Куда в момент наблюдения деваются все решения уравнения, кроме единственного? Нильс Бор и Вернер Гейзенберг утверждали, что, как только частица попадает в «объектив» наблюдателя, все решения уравнения (то есть, все состояния частицы!) коллапсируют, исчезают, остается единственное.
Такая интерпретация событий, происходящих в квантовом мире, получила название копенгагенской, по названию города, где работали Бор и Гейзенберг. Физиков-практиков копенгагенская интерпретация вполне устраивала, поскольку предсказания квантовой физики выполнялись идеально,
На вопрос «что происходит?» копенгагенская интерпретация давала однозначный ответ. А вопрос «почему?» физики-экспериментаторы предпочитали не задавать — формулы работают, ну и ладно. Теоретики, которых интересовала философская глубина квантовой теории, вяло продолжали спорить еще полвека, не находя выхода из противоречия и соглашаясь с тем, что «да, это некрасиво, неправдоподобно, с чего бы волновой функции коллапсировать? Но… так устроен мир».
Альберт Эйнштейн говорил о двух критериях, определяющих хорошую теорию. Теория должна обладать внутренним совершенством (быть внутренне непротиворечивой) и иметь внешнее оправдание (соответствовать наблюдениям, эксперименту). Копенгагенская интерпретация квантовой физики полностью оправдывала себя внешне, но оставалась противоречивой внутренне.
Не очень многие читатели, особенно читатели-гуманитарии, понимают, насколько важна в физике красота предлагаемой теории. Любой хороший физик интуитивно понимает, верна ли теория, даже не вдаваясь в тщательное исследование ее плюсов и минусов. Достаточно понять идею и следствия, чтобы уловить незримую красоту, то, что Эйнштейн называл внутренним совершенством. Теория может правильно описывать известные экспериментальные или наблюдательные данные, но, если в ней не чувствуется внутренней красоты, то практически наверняка такая теория будет впоследствии теми же экспериментальными данными опровергнута — это не раз случалось в истории науки. Интуиция — казалось бы, недостаточно надежный критерий проверки истинности теории, но она очень редко подводила таких физиков, как Эйнштейн, Бор, Гейзенберг, а впоследствии — Зельдович, Хокинг, Линде, Журбин, Дорштейн и др.
Могут сказать, что интуиция, тем не менее, подвела Эйнштейна, когда он вступил в спор с Бором, пытаясь доказать противоречивость и неприемлемость квантовой теории. Однако такая мысль на самом деле слишком поверхностна. На самом деле интуиция и здесь Эйнштейна не подвела — он не терпел внутренней противоречивости квантовой физики, смотрел глубже своего оппонента и понимал, что для признания истинности квантовой механики и ее соответствия не только физической практике, но и физической философии, необходимо или отказаться от основ (что было неприемлемо, да и не нужно), или дополнить эти основы фундаментальным предположением, избавляющим квантовую теорию от присущих ей противоречий.

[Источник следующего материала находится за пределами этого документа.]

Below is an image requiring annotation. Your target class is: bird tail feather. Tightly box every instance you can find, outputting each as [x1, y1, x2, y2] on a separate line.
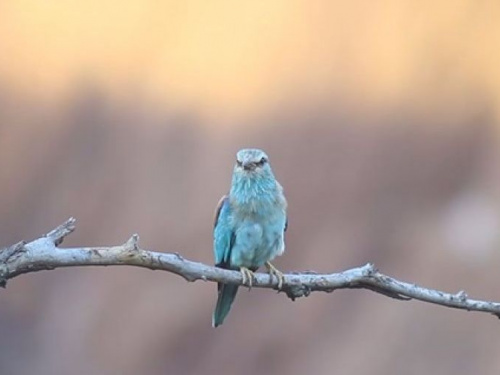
[212, 283, 239, 327]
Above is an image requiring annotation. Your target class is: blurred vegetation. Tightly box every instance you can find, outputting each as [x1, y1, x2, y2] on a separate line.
[1, 2, 500, 374]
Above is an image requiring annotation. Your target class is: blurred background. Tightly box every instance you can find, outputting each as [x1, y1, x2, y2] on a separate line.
[1, 1, 500, 374]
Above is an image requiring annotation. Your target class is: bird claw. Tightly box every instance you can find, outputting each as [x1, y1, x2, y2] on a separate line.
[265, 261, 285, 290]
[240, 267, 256, 290]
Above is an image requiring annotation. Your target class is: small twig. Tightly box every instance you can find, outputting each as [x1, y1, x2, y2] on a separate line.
[45, 217, 76, 245]
[1, 218, 500, 318]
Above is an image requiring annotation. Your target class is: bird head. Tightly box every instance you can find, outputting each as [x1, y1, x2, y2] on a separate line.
[234, 148, 272, 176]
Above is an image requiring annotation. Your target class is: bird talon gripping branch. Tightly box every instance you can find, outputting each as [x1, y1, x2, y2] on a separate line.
[265, 261, 285, 290]
[240, 267, 256, 289]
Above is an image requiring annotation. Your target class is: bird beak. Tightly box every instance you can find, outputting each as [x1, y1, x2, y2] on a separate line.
[242, 162, 255, 171]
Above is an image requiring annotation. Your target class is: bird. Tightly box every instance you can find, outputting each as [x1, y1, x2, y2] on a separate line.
[212, 148, 287, 327]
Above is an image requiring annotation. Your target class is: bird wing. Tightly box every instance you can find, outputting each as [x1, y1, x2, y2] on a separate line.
[214, 195, 228, 228]
[213, 195, 233, 267]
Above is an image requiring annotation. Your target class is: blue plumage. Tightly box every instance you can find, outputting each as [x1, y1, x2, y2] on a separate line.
[212, 149, 287, 327]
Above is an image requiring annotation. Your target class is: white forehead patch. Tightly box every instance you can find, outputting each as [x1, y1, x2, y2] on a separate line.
[236, 148, 268, 162]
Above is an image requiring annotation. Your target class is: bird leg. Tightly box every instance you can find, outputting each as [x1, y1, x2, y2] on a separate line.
[239, 267, 256, 289]
[265, 261, 285, 290]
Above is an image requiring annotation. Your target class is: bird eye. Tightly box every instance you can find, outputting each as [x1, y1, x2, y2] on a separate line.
[236, 160, 243, 167]
[257, 157, 267, 166]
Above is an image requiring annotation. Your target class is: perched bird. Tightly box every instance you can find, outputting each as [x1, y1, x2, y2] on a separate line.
[212, 148, 287, 327]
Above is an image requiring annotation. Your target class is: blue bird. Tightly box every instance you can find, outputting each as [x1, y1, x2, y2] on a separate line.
[212, 148, 287, 327]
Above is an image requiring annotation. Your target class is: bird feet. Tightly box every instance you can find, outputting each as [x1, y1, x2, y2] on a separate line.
[265, 261, 285, 290]
[240, 267, 256, 289]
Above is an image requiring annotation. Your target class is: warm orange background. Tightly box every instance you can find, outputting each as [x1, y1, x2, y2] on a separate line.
[1, 2, 500, 374]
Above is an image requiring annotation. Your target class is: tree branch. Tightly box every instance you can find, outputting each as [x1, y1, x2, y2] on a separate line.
[1, 218, 500, 318]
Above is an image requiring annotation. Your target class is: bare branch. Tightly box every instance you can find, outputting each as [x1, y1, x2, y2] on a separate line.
[1, 218, 500, 318]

Поэтому не удивительно, что именно Эйнштейн, противник квантовой физики в ее тогдашних «одеждах», предложил (совместно со своими сотрудниками Борисом Подольским и Натаном Розеном) мысленный эксперимент, названный ЭПР-парадоксом. ЭПР-парадокс, по сути, стал переходной ступенью от одномирия копенгагенской интерпретации к многомирию по Эверетту. Важность этого парадокса была оценена много позднее, а интуиция создателя теории относительности еще раз оказалась на высоте положения.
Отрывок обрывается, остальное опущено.